Italy 12-13, December 2018
Over 100 experts from 25 partner countries, as well as EACEA and EUA officers and EU officials attended the conference. Representatives of BiH HERE Team at the conference were Aleksandra Nikolic, Vice Rector at Sarajevo University, Zlatan Buljko, Ministry of Education and Science of the Federation of Bosnia and Herzegovina, Aida Duric, Ministry of Civil Affairs of Bosnia and Herzegovina and Suad Muhibić, NEO Office.
The two-day 2018 HERE Conference was focused in particular on the regional, bi-lateral and bi-regional policy frameworks that shape and enable higher education reforms, exchanges and collaboration, which also contribute more broadly so social and economic development and have an important political and diplomatic function.
In the first panel: Capacity building from the perspective from EU and HERE countries included, Aida Durić Ministry of Civil Affairs of Bosnia and Herzegovina had short speach in which was outlined that capacity building projects are crucial for implementation of „BiH Higher Education Development Priorities 2016- 2026“. The audience was informed that Bosnia and Herzegovina and its HE institutions have mostly participated in capacity building initiatives as a partner institution and only in few projects as a coordinating institution. Bosnia and Herzegovina's HEIs have been involved in 30 CBHE projects since 2015 (the beginning of the CBHE projects implementation). Most of the CBHE projects are in the category of the Joint Projects, mostly focused at curriculum development,while there is only few structural project focused on improvement of institutional framework which support modernisation and development of HEI.
As a part of final regional breakout groups the issue of social inclusion, or better to say social dimension of HEI aroused great interest and sparked a lively discussion. Western Balkans Group was chaired by Aleksandra Nikolić, Vice Rector, University of Sarajevo, Bosnia and Herzegovina/HERE BiH Team member.

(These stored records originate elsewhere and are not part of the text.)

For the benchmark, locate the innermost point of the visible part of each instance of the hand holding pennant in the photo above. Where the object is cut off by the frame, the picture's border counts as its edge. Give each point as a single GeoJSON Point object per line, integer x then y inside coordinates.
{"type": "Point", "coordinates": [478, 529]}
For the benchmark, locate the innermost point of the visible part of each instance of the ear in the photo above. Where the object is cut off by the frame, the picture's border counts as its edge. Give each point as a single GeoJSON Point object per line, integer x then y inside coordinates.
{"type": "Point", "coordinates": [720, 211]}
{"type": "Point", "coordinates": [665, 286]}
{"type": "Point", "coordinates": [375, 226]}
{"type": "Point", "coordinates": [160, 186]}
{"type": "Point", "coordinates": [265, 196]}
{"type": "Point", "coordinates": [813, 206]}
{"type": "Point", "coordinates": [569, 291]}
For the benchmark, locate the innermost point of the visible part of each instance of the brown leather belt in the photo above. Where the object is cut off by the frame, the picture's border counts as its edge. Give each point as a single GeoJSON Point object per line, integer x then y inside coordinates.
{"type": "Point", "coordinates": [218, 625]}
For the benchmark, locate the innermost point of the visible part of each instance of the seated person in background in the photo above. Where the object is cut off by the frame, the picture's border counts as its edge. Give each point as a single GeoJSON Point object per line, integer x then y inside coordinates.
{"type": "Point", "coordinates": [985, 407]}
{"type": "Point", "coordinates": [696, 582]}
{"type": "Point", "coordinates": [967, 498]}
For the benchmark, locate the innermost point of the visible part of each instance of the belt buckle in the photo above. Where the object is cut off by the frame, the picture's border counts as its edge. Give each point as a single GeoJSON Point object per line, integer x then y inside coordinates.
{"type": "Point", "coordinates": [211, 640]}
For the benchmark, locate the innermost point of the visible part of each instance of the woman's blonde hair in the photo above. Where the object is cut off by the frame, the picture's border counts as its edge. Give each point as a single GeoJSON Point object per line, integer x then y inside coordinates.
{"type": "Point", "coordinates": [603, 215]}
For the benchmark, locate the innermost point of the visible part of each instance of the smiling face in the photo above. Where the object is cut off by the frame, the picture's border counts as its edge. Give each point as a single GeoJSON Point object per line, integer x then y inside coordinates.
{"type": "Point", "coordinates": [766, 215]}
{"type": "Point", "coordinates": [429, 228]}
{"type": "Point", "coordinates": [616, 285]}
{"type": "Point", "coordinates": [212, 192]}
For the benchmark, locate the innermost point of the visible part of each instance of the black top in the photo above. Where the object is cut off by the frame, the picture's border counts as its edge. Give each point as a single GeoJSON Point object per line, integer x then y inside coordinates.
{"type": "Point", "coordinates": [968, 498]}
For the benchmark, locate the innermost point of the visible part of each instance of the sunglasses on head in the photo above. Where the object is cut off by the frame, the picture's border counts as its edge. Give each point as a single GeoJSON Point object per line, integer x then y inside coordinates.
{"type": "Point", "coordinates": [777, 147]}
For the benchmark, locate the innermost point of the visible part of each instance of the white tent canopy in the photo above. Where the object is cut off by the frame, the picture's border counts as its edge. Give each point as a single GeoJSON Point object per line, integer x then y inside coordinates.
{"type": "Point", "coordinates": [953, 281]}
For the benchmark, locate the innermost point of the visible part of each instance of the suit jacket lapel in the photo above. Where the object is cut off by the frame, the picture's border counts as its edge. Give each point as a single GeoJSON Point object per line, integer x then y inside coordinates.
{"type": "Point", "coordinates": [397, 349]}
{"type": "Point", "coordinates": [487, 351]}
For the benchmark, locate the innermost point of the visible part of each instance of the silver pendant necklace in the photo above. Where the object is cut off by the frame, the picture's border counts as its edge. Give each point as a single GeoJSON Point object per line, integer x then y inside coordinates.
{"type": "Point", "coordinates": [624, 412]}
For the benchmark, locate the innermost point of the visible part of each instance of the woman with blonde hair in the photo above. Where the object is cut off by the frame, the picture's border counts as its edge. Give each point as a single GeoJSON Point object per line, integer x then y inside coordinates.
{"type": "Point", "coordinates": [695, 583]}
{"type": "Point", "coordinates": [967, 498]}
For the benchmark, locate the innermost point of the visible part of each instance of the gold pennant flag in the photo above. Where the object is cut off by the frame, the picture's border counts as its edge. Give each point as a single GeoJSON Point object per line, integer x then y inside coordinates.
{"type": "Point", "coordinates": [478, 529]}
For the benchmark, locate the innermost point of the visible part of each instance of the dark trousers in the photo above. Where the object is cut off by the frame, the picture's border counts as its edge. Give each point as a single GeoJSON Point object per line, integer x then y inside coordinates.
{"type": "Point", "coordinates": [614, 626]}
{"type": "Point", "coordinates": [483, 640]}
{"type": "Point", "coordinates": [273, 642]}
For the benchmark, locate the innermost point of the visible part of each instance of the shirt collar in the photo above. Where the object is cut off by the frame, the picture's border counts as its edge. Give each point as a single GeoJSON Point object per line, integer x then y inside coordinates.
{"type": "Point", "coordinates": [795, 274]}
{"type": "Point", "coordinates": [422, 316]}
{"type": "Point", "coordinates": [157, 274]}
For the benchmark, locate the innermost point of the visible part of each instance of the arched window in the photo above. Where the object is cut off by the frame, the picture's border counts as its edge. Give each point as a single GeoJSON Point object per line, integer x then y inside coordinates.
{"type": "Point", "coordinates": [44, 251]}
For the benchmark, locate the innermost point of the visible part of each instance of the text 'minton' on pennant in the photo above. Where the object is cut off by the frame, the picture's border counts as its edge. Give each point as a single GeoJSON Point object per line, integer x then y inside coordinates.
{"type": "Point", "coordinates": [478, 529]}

It was outlined that HEIs are focused on providing physical infrastructure to support student population with special needs. All activities are usually focused on access not taking in account participation and success. So social inclusion policies at HEI level are on low level of sophistication and they are not requested/recognised by decision makers or wither public. In addition a bit question is how to identify & map under-represented groups and how to provide data to implement policy and to monitor impact. There is no over-arching strategy to provide access and to support participation and success of underrepresented groups (economic, cultural, social background, migrants, rare illness, and physical handicaps) and groups with specific needs (working students, with child responsabilities/care etc)
In addition, such initiatives are mostly supported by international funding and support, not by national governments. At government level there is no real commitment to support HEIs to be more sensitive and inclusive to organize different activities to focus different needs of different society groups (especially those marginalized). In addition, there is no real discussion within the HEIs regarding this issue. This issue is not recognized as hot one – modernization and internationalization, protection of autonomy and reaching excellence are the focus of internal HEIs policies, priorities and every-day activities. The group focused on Croatian experience on how to identify and map under-represented groups. Albanian colleagues also shared their experience.
Finally, the group agreed that this area is underdeveloped and underrepresented within HEIs policies. Reasons for that are different, but main are lack of understanding, lack of legislative and institutional framework and commitment, lack of sustainable mechanism to support some solution. In the same time, the group agreed that this issue is very important and has to be focused more. Therefore, we agreed to support initiative to “up-grade” Albanian national TAM about Social inclusiveness to the regional one.